Neo50M is a tiny decoder-only chat language model trained from scratch. It is designed for toy/local assistant use, educational experiments, lightweight generation, and testing training pipelines.

Model Details

  • Type: decoder-only causal language model, Llama-compatible architecture
  • Parameters: approximately 52.6M
  • Context length target: 16k tokens
  • Training target: about 15B pretraining tokens plus chat/instruction tuning
  • Hardware: 8x NVIDIA RTX 5090 cloud GPUs
  • Tokenizer: TinyLlama/Llama-style 32k tokenizer with a Neo50M chat template

Intended Uses

  • toy/local assistant experiments
  • educational training and inference demos
  • lightweight generation
  • testing HF, GGUF, ONNX, and distributed training pipelines

Limitations

Neo50M is very small.

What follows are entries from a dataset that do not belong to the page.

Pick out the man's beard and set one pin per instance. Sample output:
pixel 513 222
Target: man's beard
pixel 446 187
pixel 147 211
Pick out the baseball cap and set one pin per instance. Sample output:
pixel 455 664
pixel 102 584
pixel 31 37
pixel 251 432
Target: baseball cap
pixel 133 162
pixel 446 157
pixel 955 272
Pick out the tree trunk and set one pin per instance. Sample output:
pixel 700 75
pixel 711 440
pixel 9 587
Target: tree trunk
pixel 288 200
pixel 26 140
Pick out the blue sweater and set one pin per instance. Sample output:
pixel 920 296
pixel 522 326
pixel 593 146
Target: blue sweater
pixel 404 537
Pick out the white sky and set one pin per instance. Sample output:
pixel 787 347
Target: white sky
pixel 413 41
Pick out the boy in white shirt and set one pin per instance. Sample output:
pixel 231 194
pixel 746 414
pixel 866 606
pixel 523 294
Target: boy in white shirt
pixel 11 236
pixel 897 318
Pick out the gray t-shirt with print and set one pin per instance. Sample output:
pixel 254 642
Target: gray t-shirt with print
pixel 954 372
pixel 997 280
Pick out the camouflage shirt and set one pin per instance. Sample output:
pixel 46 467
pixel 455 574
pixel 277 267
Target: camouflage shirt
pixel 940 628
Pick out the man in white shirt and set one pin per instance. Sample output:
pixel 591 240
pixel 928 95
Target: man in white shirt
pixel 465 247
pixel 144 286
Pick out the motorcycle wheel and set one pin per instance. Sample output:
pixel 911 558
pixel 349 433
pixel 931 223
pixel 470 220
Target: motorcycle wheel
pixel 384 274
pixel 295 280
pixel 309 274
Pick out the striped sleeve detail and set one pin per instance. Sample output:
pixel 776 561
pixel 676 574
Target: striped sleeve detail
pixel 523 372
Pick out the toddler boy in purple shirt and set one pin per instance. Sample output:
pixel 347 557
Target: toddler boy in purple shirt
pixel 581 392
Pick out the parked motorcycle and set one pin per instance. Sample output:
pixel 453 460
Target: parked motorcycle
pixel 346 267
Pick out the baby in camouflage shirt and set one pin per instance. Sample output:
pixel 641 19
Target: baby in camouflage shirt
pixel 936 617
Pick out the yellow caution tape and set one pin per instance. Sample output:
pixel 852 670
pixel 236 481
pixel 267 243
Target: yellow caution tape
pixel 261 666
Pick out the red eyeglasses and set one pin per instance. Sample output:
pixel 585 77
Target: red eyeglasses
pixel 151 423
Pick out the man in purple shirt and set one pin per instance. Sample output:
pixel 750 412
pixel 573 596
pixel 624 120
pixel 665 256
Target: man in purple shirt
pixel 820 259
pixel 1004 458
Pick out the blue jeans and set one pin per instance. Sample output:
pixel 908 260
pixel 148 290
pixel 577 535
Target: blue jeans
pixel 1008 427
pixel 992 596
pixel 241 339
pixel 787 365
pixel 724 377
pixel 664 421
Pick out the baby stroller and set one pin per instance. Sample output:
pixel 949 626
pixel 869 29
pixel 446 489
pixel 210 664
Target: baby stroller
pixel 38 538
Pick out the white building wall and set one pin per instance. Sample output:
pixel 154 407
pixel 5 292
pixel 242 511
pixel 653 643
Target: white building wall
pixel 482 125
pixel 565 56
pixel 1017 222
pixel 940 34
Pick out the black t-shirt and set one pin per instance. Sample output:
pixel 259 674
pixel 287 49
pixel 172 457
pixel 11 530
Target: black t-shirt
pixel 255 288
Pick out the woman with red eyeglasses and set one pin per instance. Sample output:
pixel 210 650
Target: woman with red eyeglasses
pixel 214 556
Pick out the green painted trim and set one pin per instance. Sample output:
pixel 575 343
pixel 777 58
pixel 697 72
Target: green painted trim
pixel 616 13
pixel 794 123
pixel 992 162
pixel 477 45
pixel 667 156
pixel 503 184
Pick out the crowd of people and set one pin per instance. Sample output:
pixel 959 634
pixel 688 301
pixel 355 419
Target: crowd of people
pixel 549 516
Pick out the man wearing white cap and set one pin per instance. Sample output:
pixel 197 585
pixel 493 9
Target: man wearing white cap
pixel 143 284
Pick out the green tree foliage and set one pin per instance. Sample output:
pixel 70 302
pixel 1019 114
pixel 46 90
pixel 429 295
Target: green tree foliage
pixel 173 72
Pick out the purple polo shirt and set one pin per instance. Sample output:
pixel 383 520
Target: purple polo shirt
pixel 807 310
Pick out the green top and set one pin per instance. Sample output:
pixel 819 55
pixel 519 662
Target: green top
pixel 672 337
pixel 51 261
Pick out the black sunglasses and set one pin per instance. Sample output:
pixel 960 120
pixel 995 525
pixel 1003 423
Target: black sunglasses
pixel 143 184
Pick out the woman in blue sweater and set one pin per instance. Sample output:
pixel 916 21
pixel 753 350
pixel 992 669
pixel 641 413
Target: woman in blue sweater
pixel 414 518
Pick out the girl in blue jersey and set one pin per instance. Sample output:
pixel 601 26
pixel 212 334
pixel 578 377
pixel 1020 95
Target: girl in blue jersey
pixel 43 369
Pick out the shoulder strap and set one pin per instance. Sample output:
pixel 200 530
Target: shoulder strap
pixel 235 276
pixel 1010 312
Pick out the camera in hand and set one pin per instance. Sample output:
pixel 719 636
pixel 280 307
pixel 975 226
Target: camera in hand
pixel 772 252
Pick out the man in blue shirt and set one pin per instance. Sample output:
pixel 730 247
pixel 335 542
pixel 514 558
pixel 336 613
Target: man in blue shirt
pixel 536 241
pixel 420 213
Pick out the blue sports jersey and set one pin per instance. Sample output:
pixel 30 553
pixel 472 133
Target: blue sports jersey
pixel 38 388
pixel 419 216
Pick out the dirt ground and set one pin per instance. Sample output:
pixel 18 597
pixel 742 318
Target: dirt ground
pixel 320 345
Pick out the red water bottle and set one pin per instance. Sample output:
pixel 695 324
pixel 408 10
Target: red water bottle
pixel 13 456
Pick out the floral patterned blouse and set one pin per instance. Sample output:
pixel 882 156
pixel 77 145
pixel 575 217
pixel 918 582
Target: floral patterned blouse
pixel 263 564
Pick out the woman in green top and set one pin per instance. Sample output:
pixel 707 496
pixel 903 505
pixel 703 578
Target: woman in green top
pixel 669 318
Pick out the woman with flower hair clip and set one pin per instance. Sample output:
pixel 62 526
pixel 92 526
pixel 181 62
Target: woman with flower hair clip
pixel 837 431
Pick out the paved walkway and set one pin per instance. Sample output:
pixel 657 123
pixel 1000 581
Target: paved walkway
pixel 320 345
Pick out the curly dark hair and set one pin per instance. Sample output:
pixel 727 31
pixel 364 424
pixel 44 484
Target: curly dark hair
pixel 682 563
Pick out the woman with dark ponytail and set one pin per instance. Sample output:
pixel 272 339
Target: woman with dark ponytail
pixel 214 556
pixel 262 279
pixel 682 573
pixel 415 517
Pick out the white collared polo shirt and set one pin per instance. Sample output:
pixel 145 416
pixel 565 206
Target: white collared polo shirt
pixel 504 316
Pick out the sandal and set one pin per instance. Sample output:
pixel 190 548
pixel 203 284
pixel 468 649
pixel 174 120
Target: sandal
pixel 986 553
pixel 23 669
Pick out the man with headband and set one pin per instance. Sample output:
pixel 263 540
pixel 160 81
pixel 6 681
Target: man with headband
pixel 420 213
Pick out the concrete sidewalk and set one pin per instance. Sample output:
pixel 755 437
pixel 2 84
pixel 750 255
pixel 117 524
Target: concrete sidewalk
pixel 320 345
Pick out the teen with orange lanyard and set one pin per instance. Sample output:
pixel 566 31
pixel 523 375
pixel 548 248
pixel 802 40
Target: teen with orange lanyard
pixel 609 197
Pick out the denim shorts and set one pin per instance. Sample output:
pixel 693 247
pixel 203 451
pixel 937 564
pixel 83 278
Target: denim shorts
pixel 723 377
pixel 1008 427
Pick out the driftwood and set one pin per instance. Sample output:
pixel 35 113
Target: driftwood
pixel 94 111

It is not reliable for factual accuracy, has limited reasoning ability, may hallucinate, and should not be used for safety-critical decisions or high-stakes advice.

Transformers Usage

from transformers import AutoModelForCausalLM, AutoTokenizer

repo_id = "KookiesXy/Neo50M"
tokenizer = AutoTokenizer.from_pretrained(repo_id)
model = AutoModelForCausalLM.from_pretrained(repo_id, device_map="auto")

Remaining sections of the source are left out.